A RECEPTIONIST at a Borders veterinary practice stole £100,000 from her employers to fund her gambling addiction, Selkirk Sheriff Court has been told.

Gayle Middlemas, 30, embezzled the six-figure sum from the Greenside Veterinary Practice in St Boswells between January 2016 and February 2019.

The court heard that she had resigned from her post after questions were raised about financial irregularities, but she was able to keep stealing money as she had access to their computer system.

But her lawyer has urged for her to be spared a prison sentence as her employers did not check her work allowing her to build up the embezzled sum to £100,000.

He also said she had a new job and her new employers had been standing by her.

Before imposing a sentence, a sheriff has requested further information to establish if Middlemas' new employers knew the case against her and whether she had any assets so she could start paying back the money she stole.

Sentence has been deferred on Middlemas, of Eildon near Melrose, until October 5.

The court heard that the Greenside Veterinary Practice had been established for more than 100 years and employed 15 vets and Middlemas had worked there for more than 10 years.

She started as an animal care assistant before taking over responsibility for all payments being processed after a computer system was installed.

She was also responsible for taking money and depositing it in the bank.

Depute fiscal Fiona Hamilton said there was no regular check of her work but at the end of 2015 and start of 2016, a financial discrepancy was raised by a manager.

She continued: "It was explained by the accused and no further action taken.

"The Practice was then sold and errors noticed."

Ms Hamilton said several card payments were queried and when they could not get an answer from Middlemas suspicions were raised.

She was confronted by Practice senior management and she said she would rectify the mistakes but she was unable to provide the missing receipts.

The fiscal said management were still under the impression she was doing her job incorrectly rather than dishonestly.

But Middlemas had become upset at the claims against her and put in a letter of resignation.

In February 2019 a customer produced a cash receipt but the payment had been put through the system as a card receipt.

Ms Hamilton said: "The staff became of the view the cash had been taken by the accused.

"A full investigation was launched and several other payments had been changed from cash to card payments and multiple discrepancies identified as payments taken."

Ms Hamilton said there were suspected transactions since the accused had left the Practice but could access the computer system remotely. The transactions were traced to someone who stated her name was Gayle.

A warrant was obtained to search her property and bank accounts and there were several large deposits.

Ms Hamilton said this amounted to £100,000 over three years.

When interviewed by police Middlemas initially denied any form of embezzlement.

But the fiscal added: "She went on to admit taking some money but unsure how much and it had become an addiction.

"She knew it was wrong."

Defence lawyer Ed Hulme said his client had been employed at the Practice since leaving school at the age of 16.

Since the offending was uncovered she had found new employment.

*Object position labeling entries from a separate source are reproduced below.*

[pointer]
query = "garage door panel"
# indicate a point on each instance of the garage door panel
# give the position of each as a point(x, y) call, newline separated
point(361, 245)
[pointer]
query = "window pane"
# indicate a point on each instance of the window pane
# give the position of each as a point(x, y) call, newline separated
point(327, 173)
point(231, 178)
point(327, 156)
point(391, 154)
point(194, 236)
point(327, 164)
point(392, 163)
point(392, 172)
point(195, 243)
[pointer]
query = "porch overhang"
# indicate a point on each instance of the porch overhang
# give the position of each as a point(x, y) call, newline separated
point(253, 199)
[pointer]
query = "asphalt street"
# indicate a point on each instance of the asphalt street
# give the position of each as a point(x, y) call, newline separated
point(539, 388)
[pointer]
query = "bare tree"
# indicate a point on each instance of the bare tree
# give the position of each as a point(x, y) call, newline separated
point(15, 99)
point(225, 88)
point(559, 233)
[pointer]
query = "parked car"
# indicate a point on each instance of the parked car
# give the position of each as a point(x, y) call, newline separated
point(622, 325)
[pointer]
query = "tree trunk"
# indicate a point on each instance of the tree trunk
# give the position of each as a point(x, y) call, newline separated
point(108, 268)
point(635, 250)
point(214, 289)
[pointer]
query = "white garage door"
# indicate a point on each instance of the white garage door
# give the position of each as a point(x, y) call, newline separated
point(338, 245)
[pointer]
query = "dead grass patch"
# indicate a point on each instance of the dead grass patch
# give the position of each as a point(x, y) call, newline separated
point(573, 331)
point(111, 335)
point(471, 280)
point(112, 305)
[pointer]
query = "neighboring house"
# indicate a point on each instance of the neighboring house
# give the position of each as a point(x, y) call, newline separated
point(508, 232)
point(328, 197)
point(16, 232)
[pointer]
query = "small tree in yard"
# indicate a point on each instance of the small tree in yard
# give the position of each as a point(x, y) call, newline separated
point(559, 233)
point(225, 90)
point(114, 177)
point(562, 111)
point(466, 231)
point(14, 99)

He said: "The employer is aware of this offence and is supportive. She also has a second job in a local public house working shifts."

Explaining the background to the offence, Mr Hulme said: "She was gambling. She suffered an addiction to gambling.

"She was trusted in her role and there was no oversight of her work and somehow this went undetected for a period of three years.

"The firm's book-keeper queried the discrepancies between the accounts and books and management wrote it off.

"If there had been any inquiry by the employers this would have been caught much earlier."

Mr Hulme pointed out the firm - which has a turnover of millions of pounds - had not seemed to have taken the matter "all that seriously”.

But he added: "None of this detracts from her misconduct which she accepts. She has not paid any money back.

"It was all spent on her gambling.

"For that she is extremely ashamed and apologetic."

Mr Hulme said there was an alternative to a custodial sentence through a Community Pay Back Order which could involve supervision, unpaid work and a restriction of liberty order and compensation could be paid at £100 a month which he accepted could never cover the sum taken.

Sheriff Donald Corke said: "I am aware of the desirability of reaching a decision as soon as possible but I don't want to rush any judgement."

He said vouching should be provided to establish if her new employers know what the case against her is.

The sheriff also asked if Middlemas had any other assets she could give him to start paying back the money embezzled.

Sheriff Corke said he was satisfied the offence met the custody threshold but deferred sentence until October 5 for the further information to be provided to the court.